In April 2006, with TSV majorly struggling both on and off the pitch (trying to avoid relegation to the Regionals and insolvency), Bayern bought out 1860s 50% share of the stadium for €11m. Stefan Ziffzer, then managing director said this move had staved off insolvency for the time being. This lead to the first signs of discontent within Bayern fans – something that would again rear its head last weekend. Chairman of Bayern’s holding company (FC Bayern Munich AG), Karl-Heinz Rummenigge was forced to defend the decision stating that it ‘was not done because of brotherhood or sympathy, it’s in our own self-interest.’
The contract stated that TSV could choose to buy back their share any time before June 2010, but in November 2007 they relinquished this right, a sign that they were not out of the woods. Time moved on and when a ray of light appeared in the form of the Schwarzer Group (a Berlin-based financial consultancy firm led by Nicolai Schwarzer), it was not long before things went black again as the DFL failed to approve 1860s investment plan in February 2009. A few months later, Schwarzer indicated that the deal was not dead and had merely stalled. He said that there was regular communication between parties, but gave no timescale.

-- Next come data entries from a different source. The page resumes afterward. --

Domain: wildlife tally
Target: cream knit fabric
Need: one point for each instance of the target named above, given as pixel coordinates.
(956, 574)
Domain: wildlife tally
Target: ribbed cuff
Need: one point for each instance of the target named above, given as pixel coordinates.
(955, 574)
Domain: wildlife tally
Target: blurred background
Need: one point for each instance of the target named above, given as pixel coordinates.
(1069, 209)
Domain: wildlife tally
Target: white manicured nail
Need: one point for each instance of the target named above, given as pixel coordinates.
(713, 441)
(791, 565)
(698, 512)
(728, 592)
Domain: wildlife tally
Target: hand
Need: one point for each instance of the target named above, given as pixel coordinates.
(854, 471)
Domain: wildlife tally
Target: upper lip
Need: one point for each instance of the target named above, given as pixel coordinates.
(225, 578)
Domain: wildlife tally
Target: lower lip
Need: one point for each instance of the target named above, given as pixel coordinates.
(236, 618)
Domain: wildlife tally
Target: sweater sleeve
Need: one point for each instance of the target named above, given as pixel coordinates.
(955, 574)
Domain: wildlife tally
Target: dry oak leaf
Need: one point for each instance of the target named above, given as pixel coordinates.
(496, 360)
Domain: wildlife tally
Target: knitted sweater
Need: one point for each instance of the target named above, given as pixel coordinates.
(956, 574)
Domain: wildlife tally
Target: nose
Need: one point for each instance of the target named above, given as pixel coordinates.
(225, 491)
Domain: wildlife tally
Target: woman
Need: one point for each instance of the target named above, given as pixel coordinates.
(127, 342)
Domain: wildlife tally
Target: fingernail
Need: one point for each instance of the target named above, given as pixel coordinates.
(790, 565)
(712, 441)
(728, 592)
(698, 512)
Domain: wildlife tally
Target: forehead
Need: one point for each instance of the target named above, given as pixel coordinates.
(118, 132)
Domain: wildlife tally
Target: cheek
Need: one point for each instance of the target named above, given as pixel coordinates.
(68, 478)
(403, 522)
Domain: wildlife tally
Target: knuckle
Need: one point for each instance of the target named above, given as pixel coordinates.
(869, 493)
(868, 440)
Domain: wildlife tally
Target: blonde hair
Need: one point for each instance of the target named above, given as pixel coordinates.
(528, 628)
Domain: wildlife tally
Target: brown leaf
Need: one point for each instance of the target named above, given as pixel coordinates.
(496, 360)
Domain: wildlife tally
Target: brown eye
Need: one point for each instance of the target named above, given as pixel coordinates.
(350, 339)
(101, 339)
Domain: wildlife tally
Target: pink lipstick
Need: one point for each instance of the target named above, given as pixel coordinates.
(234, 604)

Nothing much was reported between then and October 2010, when Kicker ran a story suggesting Schwarzer had invested around €2m in 1860, and in December 2010 he confirmed that he wanted to buy further shares and save the club.
In mid-March, 1860 were given a deadline. They had to find a significant portion of their debt by April 1st or bankruptcy loomed. Then on Friday, at the last minute, Schwarzer stumped up an extra €1.5m to pay the players’ salaries for March, thus preventing ‘Black Friday’ and a further 9-point deduction from the DFL.
Schwarzer has since said that he was told ‘the chapter of 1860 will have to close’ should he not provide the cash. Dieter Schneider, current 1860 Club President, can now afford to speak with more confidence and despite the club still needing around €10m to stave off insolvency, he has said that the club now has ‘four or five weeks to find a solution’ and that he is ‘99% certain the club will remain in business.’